Grapheme cluster breaks in a string (GNU libunistring)

10.1 Grapheme cluster breaks in a string

The following functions find a single boundary between grapheme clusters in a string.

Function: void u8_grapheme_next (const uint8_t *s, const uint8_t *end) ¶

Function: void u16_grapheme_next (const uint16_t *s, const uint16_t *end) ¶

Function: void u32_grapheme_next (const uint32_t *s, const uint32_t *end) ¶

Returns the start of the next grapheme cluster following s, or end if no grapheme cluster break is encountered before it. Returns NULL if and only if s == end.

Note that these functions do not handle the case when a character outside of the range between s and end is needed to determine the boundary. This is the case in particular with syllables in Indic scripts or emojis. Use _grapheme_breaks functions for such cases.

Function: void u8_grapheme_prev (const uint8_t *s, const uint8_t *start) ¶

Function: void u16_grapheme_prev (const uint16_t *s, const uint16_t *start) ¶

Function: void u32_grapheme_prev (const uint32_t *s, const uint32_t *start) ¶

Returns the start of the grapheme cluster preceding s, or start if no grapheme cluster break is encountered before it. Returns NULL if and only if s == start.

Note that these functions do not handle the case when a character outside of the range between start and s is needed to determine the boundary. This is the case in particular with syllables in Indic scripts or emojis. Use _grapheme_breaks functions for such cases.

Note also that these functions work only on well-formed Unicode strings.

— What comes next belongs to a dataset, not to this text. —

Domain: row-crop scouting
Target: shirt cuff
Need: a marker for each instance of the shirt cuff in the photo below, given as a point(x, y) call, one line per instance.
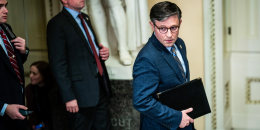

The following functions determine all of the grapheme cluster boundaries in a string.

Function: void u8_grapheme_breaks (const uint8_t *s, size_t n, char *p) ¶

Function: void u16_grapheme_breaks (const uint16_t *s, size_t n, char *p) ¶

Function: void u32_grapheme_breaks (const uint32_t *s, size_t n, char *p) ¶

Function: void ulc_grapheme_breaks (const char *s, size_t n, char *p) ¶

Function: void uc_grapheme_breaks (const ucs_t *s, size_t n, char *p) ¶

Determines the grapheme cluster break points in s, an array of n units, and stores the result at p[0..nx-1].

p[i] = 1: means that there is a grapheme cluster boundary between s[i-1] and s[i].
p[i] = 0: means that s[i-1] and s[i] are part of the same grapheme cluster.

p[0] is always set to 1, because there is always a grapheme cluster break at start of text.

In addition to the above variants for UTF-8, UTF-16, and UTF-32 strings, <unigbrk.h> provides another variant: uc_grapheme_breaks.

This is similar to u32_grapheme_breaks, but it accepts any characters which may not be represented in UTF-32, such as control characters.